Today a great fire engulfs the southwest Georgia town of Americus, a Confederate hospital town housing thousands of soldiers and located near Andersonville Prison. Two city squares in the downtown district are destroyed by the fire, which causes damages of over $3,000,000. The lost buildings include many businesses, hospital buildings, warehouses and storerooms. Among the contents lost in the latter is a large amount of cotton and wheat, much of both crops being “tithes” collected by the Confederate government to support Southern armies.

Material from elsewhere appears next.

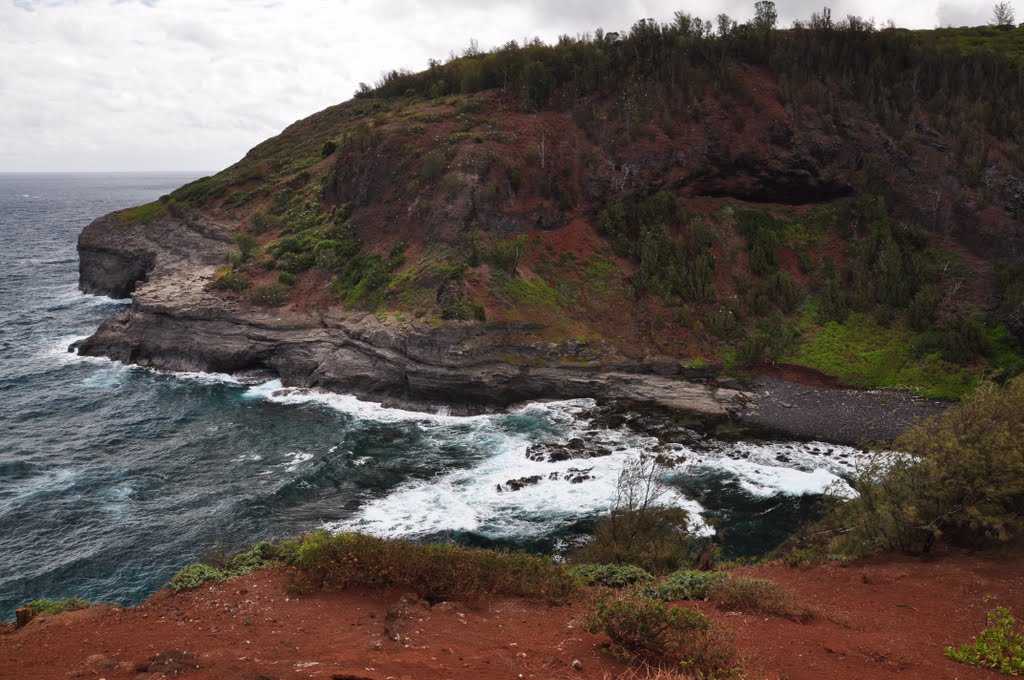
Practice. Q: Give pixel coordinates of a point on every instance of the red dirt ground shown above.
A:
(876, 620)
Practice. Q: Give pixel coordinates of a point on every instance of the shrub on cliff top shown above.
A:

Among the leveled buildings is the courthouse, previously used by the First Baptist Church of Americus prior to congregation’s construction of its own meeting house.
Reports of the fire circulate throughout the Confederacy, including in the nation’s capital of Richmond, Virginia.
Meanwhile, this week’s North Carolina Baptist Biblical Recorder publishes notice of the May 1 death of William C. Duncan, formerly pastor of the Coliseum Baptist Church of New Orleans, Louisiana. In addition to pastoring the church, Duncan founded the Southwestern Baptist Chronicle weekly newspaper, taught Greek and Latin at the University of Louisiana, and authored several volumes, including History of the Baptists for the First Two Centuries of the Christian Era (1857).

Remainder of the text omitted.